The number that drove Wednesday's drop was the dot plot, not the rate. The number that drove Thursday's recovery was the Russell — small caps leading means the dip-buyers attacked the most beaten-down, rate-sensitive corner first. When the most fragile part of the market leads the bounce-back, that's a tell about conviction. Just don't confuse one resilient session with a green light to ignore rates.
Trimmed: half the SPCX position into the parabola last week — and it cooled right after, so the call holds. Held: everything through Wednesday's Fed scare without flinching, and got paid for it Thursday. Watching: a real rate-driven pullback would finally hand me the Marvell ($230–250) and Dell ($400–420) entries I've been waiting on. Wednesday wasn't deep enough. Powder stays dry.
"A hawkish Fed is a multiple problem, not an earnings problem. The market figured that out in 24 hours. Don't let it convince you rates don't matter."
The whole point of Wednesday's selloff was that a new Fed chair signaled rates could go up, not down. That's a genuine headwind for richly-valued growth. But the market bought the dip in a single session — because Micron's memory is still sold out, the rockets still launch, and the AI buildout doesn't get cancelled because the year-end dot moved 40 basis points. The earnings are real; only the discount rate changed.
Here's the discipline, though, and it cuts the other way too: one bought dip is not immunity. The most dangerous thing I could take from this week is "see, it always comes right back." It doesn't. If May PCE runs hot next week and Warsh actually hikes, the rate-sensitive corner of my book — the eVTOLs, the pre-revenue moonshots, the high-multiple chips — gives back real money, and no amount of dip-buying saves it. So I hold the winners, I keep the powder dry, and I respect the headwind I just watched the market dismiss. The bears who called the top at 6,000 will call it again.

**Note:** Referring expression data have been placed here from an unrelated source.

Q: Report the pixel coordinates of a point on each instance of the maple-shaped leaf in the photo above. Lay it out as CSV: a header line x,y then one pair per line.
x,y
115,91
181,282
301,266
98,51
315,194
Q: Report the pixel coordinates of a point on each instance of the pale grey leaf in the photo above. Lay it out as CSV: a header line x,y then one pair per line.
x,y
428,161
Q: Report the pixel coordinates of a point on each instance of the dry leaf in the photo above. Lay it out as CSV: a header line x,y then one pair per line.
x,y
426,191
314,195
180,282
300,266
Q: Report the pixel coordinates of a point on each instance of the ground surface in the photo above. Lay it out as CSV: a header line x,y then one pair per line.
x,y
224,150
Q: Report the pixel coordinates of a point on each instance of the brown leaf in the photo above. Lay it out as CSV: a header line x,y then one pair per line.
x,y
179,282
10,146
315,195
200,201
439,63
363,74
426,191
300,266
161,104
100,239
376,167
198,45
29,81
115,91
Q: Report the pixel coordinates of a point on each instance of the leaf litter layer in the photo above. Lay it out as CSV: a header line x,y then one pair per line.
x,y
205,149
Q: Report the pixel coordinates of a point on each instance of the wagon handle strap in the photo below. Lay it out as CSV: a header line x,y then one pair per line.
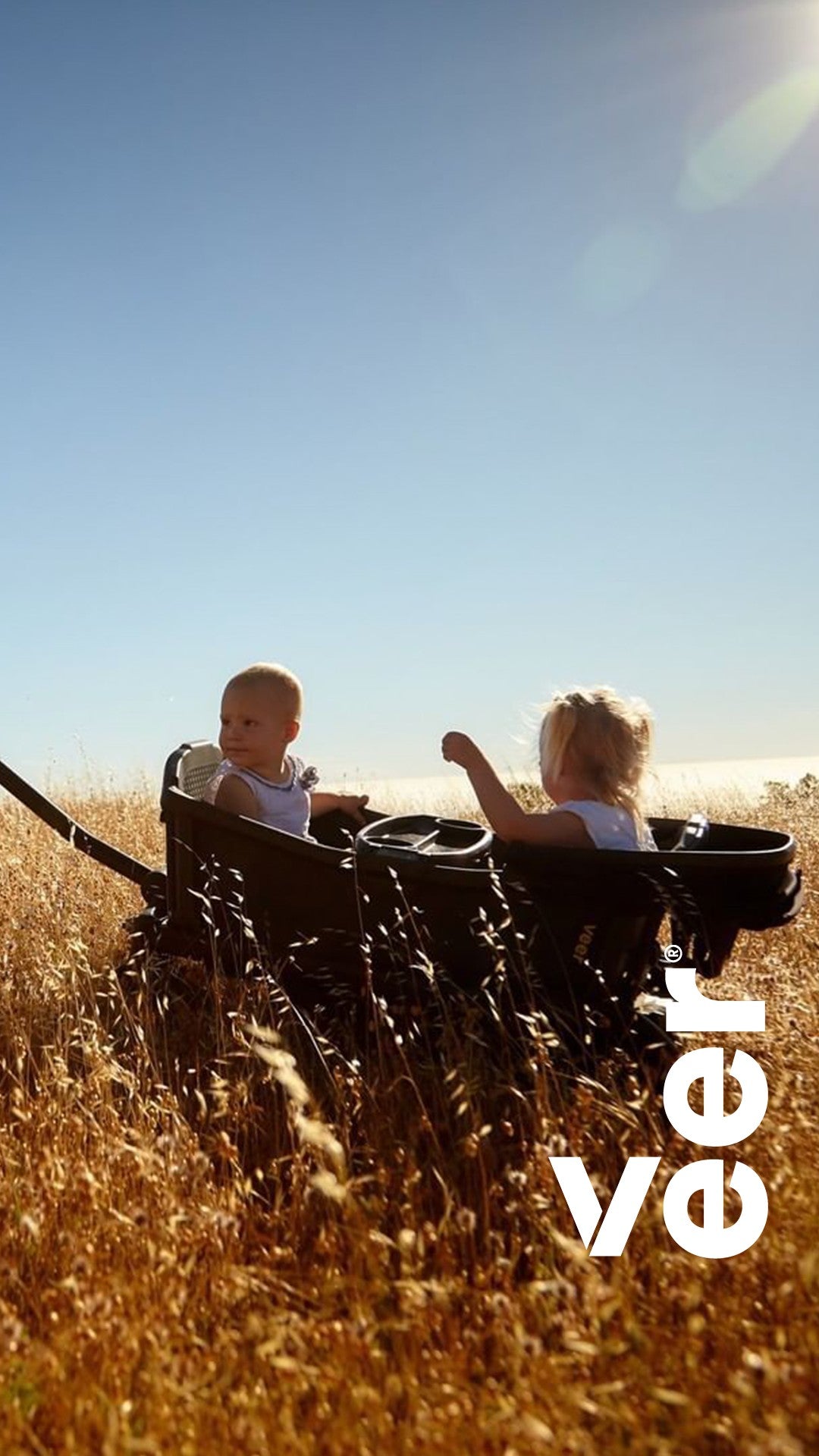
x,y
133,870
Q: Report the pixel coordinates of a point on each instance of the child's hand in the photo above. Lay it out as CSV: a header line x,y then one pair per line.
x,y
353,804
458,747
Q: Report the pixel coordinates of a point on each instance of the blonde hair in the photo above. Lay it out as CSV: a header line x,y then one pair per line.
x,y
276,677
610,739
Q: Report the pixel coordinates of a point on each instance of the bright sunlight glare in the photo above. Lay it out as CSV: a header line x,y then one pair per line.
x,y
749,145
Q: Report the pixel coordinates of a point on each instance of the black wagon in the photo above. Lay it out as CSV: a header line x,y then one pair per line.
x,y
572,932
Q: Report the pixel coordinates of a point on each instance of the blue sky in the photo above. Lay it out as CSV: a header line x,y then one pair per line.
x,y
447,353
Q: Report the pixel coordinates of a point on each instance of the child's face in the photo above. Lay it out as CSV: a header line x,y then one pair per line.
x,y
256,728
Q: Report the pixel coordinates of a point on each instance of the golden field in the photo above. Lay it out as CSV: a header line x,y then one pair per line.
x,y
219,1235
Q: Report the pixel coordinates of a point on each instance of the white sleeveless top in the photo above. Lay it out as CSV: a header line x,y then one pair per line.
x,y
608,826
281,805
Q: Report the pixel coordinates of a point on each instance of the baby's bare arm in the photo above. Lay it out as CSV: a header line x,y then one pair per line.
x,y
503,810
237,797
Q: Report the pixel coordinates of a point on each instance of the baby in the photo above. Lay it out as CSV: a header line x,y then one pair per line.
x,y
261,715
594,755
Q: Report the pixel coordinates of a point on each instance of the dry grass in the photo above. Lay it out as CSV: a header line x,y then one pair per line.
x,y
199,1256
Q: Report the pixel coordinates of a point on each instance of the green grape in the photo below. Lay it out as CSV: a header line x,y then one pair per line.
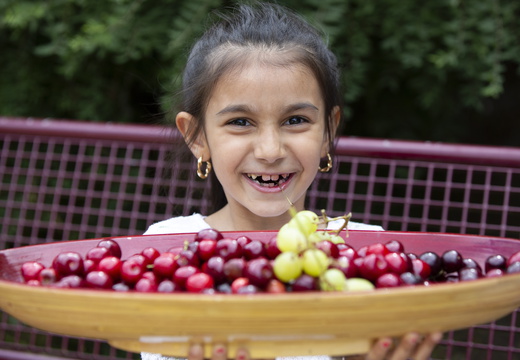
x,y
315,262
319,236
336,239
287,266
306,221
333,280
358,284
291,239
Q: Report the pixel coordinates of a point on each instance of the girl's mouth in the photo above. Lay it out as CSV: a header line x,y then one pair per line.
x,y
269,181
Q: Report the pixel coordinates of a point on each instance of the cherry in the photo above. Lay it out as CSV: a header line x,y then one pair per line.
x,y
275,286
394,246
452,261
98,280
305,283
398,263
167,286
253,249
228,249
31,270
467,274
434,260
373,266
259,272
68,263
199,282
133,268
112,245
209,234
97,253
215,268
112,266
234,268
206,249
165,265
271,248
238,283
150,254
389,280
346,265
495,262
421,268
182,274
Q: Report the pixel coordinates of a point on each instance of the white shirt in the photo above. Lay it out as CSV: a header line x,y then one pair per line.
x,y
195,223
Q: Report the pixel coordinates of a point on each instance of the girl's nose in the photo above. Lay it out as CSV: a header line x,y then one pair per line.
x,y
269,146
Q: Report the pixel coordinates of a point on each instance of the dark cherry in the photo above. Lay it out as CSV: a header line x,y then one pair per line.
x,y
259,272
271,248
389,280
434,260
467,274
228,249
112,245
234,268
495,262
254,249
452,261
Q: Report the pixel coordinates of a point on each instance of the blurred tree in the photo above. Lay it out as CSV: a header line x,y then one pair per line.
x,y
443,70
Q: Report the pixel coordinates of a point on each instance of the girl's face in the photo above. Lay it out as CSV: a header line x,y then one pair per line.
x,y
265,130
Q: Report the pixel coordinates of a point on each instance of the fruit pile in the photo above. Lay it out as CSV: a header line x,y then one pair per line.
x,y
298,258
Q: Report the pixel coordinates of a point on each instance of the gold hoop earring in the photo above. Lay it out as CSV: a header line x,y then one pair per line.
x,y
329,164
201,174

I'll get cautious when the orders get cancelled — not when the dot plot gets grumpy, and not because one Thursday felt invincible.
Confession on process, because it matters. I drafted this issue Wednesday night calling it my "first down week" — book off the highs, gravity winning, discipline tested. Then Thursday erased most of the damage and I had to rewrite the whole thing. That's a small lesson worth saying out loud: never publish the market's story before the bell rings. A one-day snapshot of a selloff is not a week, and a week is not a trend. I almost shipped a narrative that was 24 hours from being wrong.

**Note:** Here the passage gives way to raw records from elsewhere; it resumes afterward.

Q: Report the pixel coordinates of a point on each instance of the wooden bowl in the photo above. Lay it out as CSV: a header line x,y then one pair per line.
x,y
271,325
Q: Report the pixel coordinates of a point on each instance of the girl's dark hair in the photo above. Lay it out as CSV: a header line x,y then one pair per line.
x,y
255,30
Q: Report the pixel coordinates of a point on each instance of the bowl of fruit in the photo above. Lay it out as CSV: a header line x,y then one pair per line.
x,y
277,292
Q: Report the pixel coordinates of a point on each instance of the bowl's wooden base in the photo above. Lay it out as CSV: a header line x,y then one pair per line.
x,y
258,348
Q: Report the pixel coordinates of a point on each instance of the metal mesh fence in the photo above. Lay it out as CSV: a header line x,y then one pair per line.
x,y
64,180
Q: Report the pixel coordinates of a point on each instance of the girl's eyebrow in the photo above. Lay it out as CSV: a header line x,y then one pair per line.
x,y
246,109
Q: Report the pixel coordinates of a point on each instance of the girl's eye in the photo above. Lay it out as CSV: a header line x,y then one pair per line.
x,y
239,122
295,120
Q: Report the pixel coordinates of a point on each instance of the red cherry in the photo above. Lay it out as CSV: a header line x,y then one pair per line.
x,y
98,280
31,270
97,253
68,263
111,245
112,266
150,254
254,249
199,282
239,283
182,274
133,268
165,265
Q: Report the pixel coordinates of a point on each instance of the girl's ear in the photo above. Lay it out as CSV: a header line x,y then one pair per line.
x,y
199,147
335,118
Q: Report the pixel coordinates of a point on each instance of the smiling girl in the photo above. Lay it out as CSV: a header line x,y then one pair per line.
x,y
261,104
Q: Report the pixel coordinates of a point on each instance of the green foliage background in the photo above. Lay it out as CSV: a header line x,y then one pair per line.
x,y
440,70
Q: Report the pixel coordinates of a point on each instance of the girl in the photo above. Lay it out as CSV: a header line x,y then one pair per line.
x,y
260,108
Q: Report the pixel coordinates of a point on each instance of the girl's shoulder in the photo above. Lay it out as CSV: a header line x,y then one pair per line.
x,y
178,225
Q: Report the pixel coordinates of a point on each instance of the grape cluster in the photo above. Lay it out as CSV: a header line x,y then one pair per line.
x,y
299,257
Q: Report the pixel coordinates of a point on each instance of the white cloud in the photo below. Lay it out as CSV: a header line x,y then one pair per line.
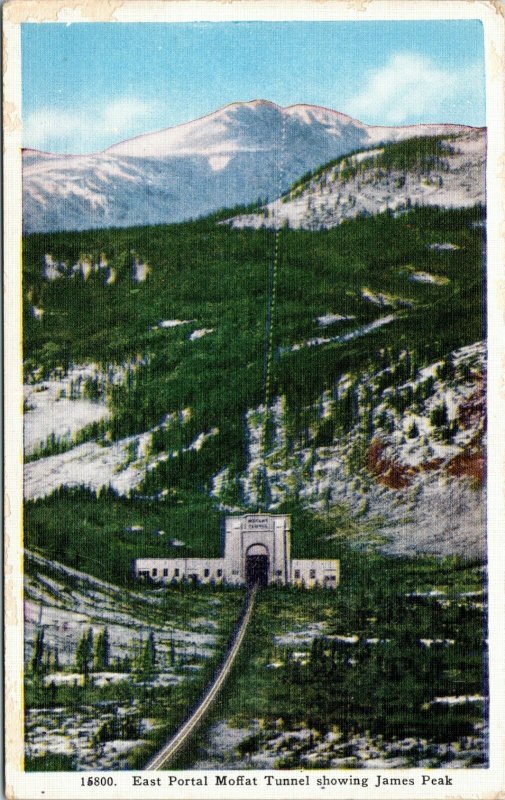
x,y
412,88
84,130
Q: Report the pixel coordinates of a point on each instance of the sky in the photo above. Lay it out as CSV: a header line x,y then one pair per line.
x,y
87,86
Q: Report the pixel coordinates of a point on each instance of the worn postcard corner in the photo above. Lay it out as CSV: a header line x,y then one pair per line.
x,y
254,371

And the harder truth underneath the recovery: I'm right back near +49% in 80 days, and that is still not normal, still not repeatable, and now carries a headwind it didn't have a month ago. The Fed has flipped from "might cut" to "might hike." My book is concentrated in exactly the kind of names that hate higher rates. The market shrugging that off for one Thursday doesn't change the math — it just delays the test. The run-up made me look smart. The rate cycle is where I find out if I am.
You get the rewrite, the recovery, and the caveat in the same voice. That's the deal.
Eighty days. $5,270 deployed, ~$7,860 on the board, every position green, and a portfolio that took the most hawkish Fed surprise in months on the chin Wednesday and was back at its highs by Thursday's close.
That resilience is real and worth respecting — the dip-buyers and a signed peace deal overpowered the rate scare in a single session. But the rate headwind is now a permanent feature of the landscape, not a one-day event, and next week's MU earnings and May PCE print are where the market actually settles the argument. I'm holding the winners, keeping the powder dry for the Marvell and Dell entries a deeper dip would hand me, and refusing to mistake one resilient Thursday for immunity to a tightening Fed.
Issue #2 was the euphoric peak. This issue was supposed to be the comedown — and the market wouldn't even give me a clean one. That's a good problem. It's also exactly the kind of tape that lulls people right before it bites. I'd rather tell you that than pretend the line only goes up.